During Wednesday’s conference, Kelly Murray, CISA’s associate director for the chemical sector, said the industry partners are already closely collaborating with the agency, which is significant in the predominant dynamic where there is suspicion that voluntary programs will suddenly turn into mandatory ones. She shared data showing the agency conducted almost as many voluntary compliance assistance visits as they have mandatory inspections.
The chemical sector is often cited as one to replicate when considering how to incentivize cybersecurity through regulations.
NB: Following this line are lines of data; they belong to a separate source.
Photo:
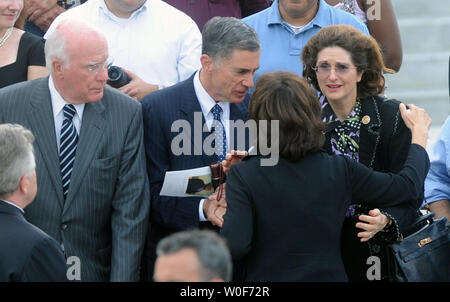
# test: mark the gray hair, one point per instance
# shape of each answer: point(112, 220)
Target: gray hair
point(16, 156)
point(56, 43)
point(211, 250)
point(222, 35)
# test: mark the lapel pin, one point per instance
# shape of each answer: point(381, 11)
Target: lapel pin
point(366, 119)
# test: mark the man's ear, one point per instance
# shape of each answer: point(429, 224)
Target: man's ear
point(207, 63)
point(24, 183)
point(57, 68)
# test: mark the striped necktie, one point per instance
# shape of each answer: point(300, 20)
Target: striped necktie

“[With] chemical facilities...this is an area where this performance, outcome-based approach to regulation has been very successful.,” the Government Accountability Office’s Tina Won Sherman recently told Nextgov. “It's kind of just how it's done. So that is an area where we have done work in the past and...that is kind of like an alternative path forward rather than laying out the more prescriptive steps.”
But industry stakeholders have already started pushing back on the administration’s efforts to broaden out the performance-based approach, asking for flexibility more in line with the National Institute of Standards and Technology’s framework of cybersecurity standards for critical infrastructure. The NIST CSF, as it’s called, allows operators to choose which controls they implement based on the amount of risk they’re willing to accept.
Easterly praised the chemical sector’s performance standards for addressing both information technology and the operational technology managed by industrial control systems.
“It was really telling to me that even back in 2009, how robust the standards were, laid out for both physical security but also cyber security,” she said. “It was before cyber was really a thing that this community really understood the importance of a collective approach.”
She told Nextgov the performance-based standards CISA is getting ready to issue for the broader community can be thought of “almost as a subset of some of what you see in the NIST cybersecurity framework,” and that the agency is, “working together with industry to ensure that that makes sense, where they want to have a focus.”